Meteo: picco di caldo africano prima di un totale stravolgimento

Meteo: picco di caldo africano prima di un totale stravolgimento

L'Anticiclone inizia a cedere, in attesa della svolta che riporterà pioggia, neve e poi più freddo

L’anticiclone⁢ africano e ‌il suo ​impatto

L’anticiclone‌ africano, ​un fenomeno meteorologico caratterizzato ​da ‌un’area di alta pressione​ che si estende dal continente africano fino al Mediterraneo, ⁢ha preso ​il sopravvento sulla scena meteo italiana ed europea a partire dalla metà​ di gennaio. La sua ⁢presenza si è rivelata stabile e ‍duratura, portando con sé‌ un incremento delle temperature che‌ ha ‌sorpreso per la sua⁤ intensità e persistenza.

L’anticiclone⁢ africano e ‌il suo ​impatto

Temperature ancora anomale

Caldo insolito per febbraio

Mitezza⁤ davvero ostinata!

Temperature ancora anomale

In questo martedì 6 Febbraio si è toccato ⁤l’apice di‍ questa ⁢fase di calore‍ inusuale, tra il Centro-Sud e le aree montuose. In queste zone, le anomalie termiche hanno anche superato i ‌10 gradi rispetto alle medie stagionali. Le temperature massime si sono spinte sino a 23-24 gradi in qualche zona della Sicilia, valori ⁣che sono più comunemente associati alla stagione ⁢primaverile piuttosto che al cuore dell’inverno.

Caldo insolito per febbraio

Questa ⁤situazione di mitezza ⁣fuori stagione ‍non è⁣ esente da ripercussioni, influenzando⁤ sia l’ambiente‍ naturale che le attività umane. Le elevate temperature hanno un impatto diretto sulla ‌biodiversità, sull’agricoltura ⁤e sulle abitudini quotidiane ‌delle persone,‌ anticipando scenari⁣ tipici di⁣ periodi ‍più caldi ⁣dell’anno.‍ La persistenza di questo ‌clima caldo ha ‌messo in pausa il‌ vero‍ clima invernale, lasciando ⁤gli appassionati di sport invernali e gli operatori turistici in attesa di​ un cambio di ⁤rotta.

La svolta è ‍prevista per venerdì, ‌con l’arrivo ⁤di una perturbazione atlantica che segnerà ‍il‌ termine di⁤ questa ⁢insolita fase climatica. Questo‍ fronte freddo porterà⁢ piogge diffuse su gran parte ‍del territorio nazionale e ⁣nevicate‍ sulle montagne, ‍in ‌particolare ⁣oltre i⁣ 1400 metri sulle Alpi. Questo⁤ evento ⁣meteorologico rappresenta una svolta ben accolta per molti,⁤ ansiosi di vedere il ritorno di condizioni ⁣più consone alla stagione.

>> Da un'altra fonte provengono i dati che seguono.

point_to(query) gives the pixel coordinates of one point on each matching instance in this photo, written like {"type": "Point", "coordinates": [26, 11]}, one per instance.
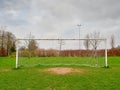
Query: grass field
{"type": "Point", "coordinates": [33, 78]}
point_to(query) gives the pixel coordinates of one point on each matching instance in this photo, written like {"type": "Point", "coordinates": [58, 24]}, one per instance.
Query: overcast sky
{"type": "Point", "coordinates": [59, 18]}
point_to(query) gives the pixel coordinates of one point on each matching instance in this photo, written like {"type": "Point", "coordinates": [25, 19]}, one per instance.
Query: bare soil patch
{"type": "Point", "coordinates": [63, 71]}
{"type": "Point", "coordinates": [5, 70]}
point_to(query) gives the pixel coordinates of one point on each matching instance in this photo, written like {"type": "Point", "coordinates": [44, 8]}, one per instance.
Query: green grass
{"type": "Point", "coordinates": [31, 78]}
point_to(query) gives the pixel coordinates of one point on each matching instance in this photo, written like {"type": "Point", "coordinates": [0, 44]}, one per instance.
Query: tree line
{"type": "Point", "coordinates": [7, 42]}
{"type": "Point", "coordinates": [7, 46]}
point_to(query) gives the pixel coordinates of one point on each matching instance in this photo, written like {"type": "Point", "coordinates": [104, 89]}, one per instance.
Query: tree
{"type": "Point", "coordinates": [7, 42]}
{"type": "Point", "coordinates": [112, 41]}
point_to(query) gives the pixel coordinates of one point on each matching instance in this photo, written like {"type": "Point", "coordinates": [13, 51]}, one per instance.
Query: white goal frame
{"type": "Point", "coordinates": [101, 39]}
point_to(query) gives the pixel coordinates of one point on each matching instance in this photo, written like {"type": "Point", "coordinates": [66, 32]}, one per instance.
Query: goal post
{"type": "Point", "coordinates": [25, 50]}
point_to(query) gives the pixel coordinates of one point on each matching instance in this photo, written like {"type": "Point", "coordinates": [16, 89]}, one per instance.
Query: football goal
{"type": "Point", "coordinates": [61, 52]}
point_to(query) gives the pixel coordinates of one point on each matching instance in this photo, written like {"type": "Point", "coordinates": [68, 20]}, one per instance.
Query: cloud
{"type": "Point", "coordinates": [44, 18]}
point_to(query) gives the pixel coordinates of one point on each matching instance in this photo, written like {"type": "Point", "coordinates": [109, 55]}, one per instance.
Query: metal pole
{"type": "Point", "coordinates": [16, 54]}
{"type": "Point", "coordinates": [79, 25]}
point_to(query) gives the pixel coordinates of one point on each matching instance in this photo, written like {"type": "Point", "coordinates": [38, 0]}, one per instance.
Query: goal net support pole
{"type": "Point", "coordinates": [17, 53]}
{"type": "Point", "coordinates": [17, 47]}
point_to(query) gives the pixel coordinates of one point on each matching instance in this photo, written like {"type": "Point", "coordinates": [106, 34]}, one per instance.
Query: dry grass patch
{"type": "Point", "coordinates": [63, 71]}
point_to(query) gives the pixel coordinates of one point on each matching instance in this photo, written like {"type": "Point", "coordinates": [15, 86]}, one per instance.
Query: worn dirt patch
{"type": "Point", "coordinates": [5, 70]}
{"type": "Point", "coordinates": [63, 71]}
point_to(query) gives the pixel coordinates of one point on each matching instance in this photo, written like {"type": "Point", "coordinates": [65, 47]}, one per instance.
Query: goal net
{"type": "Point", "coordinates": [61, 52]}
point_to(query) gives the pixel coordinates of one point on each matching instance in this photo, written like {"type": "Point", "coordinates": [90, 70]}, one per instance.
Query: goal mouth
{"type": "Point", "coordinates": [61, 52]}
{"type": "Point", "coordinates": [63, 70]}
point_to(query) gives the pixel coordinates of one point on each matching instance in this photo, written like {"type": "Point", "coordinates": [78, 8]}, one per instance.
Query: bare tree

Mitezza⁤ davvero ostinata!

Nonostante l’arrivo della perturbazione, le temperature non subiranno un calo immediato. Sarà necessario attendere​ l’inizio della prossima settimana per assistere a una diminuzione significativa dei valori ​termici e a un ritorno alla normalità ‌per il‍ periodo.⁣ Questa​ transizione ⁢graduale dal ⁢caldo anomalo‍ al ⁣freddo stagionale richiederà pazienza, ma promette di riportare‍ l’Italia ⁤a un contesto meteo ‌più tradizionale.

Per un freddo vero e temperature sotto le ‍medie, bisognerà attendere almeno fino alla metà di febbraio. Questa evoluzione climatica segna la fine di ‌un periodo eccezionale e l’avvio‍ di una ‌fase più conforme alle aspettative ‌stagionali, restituendo⁤ all’Italia il ​suo abituale clima invernale.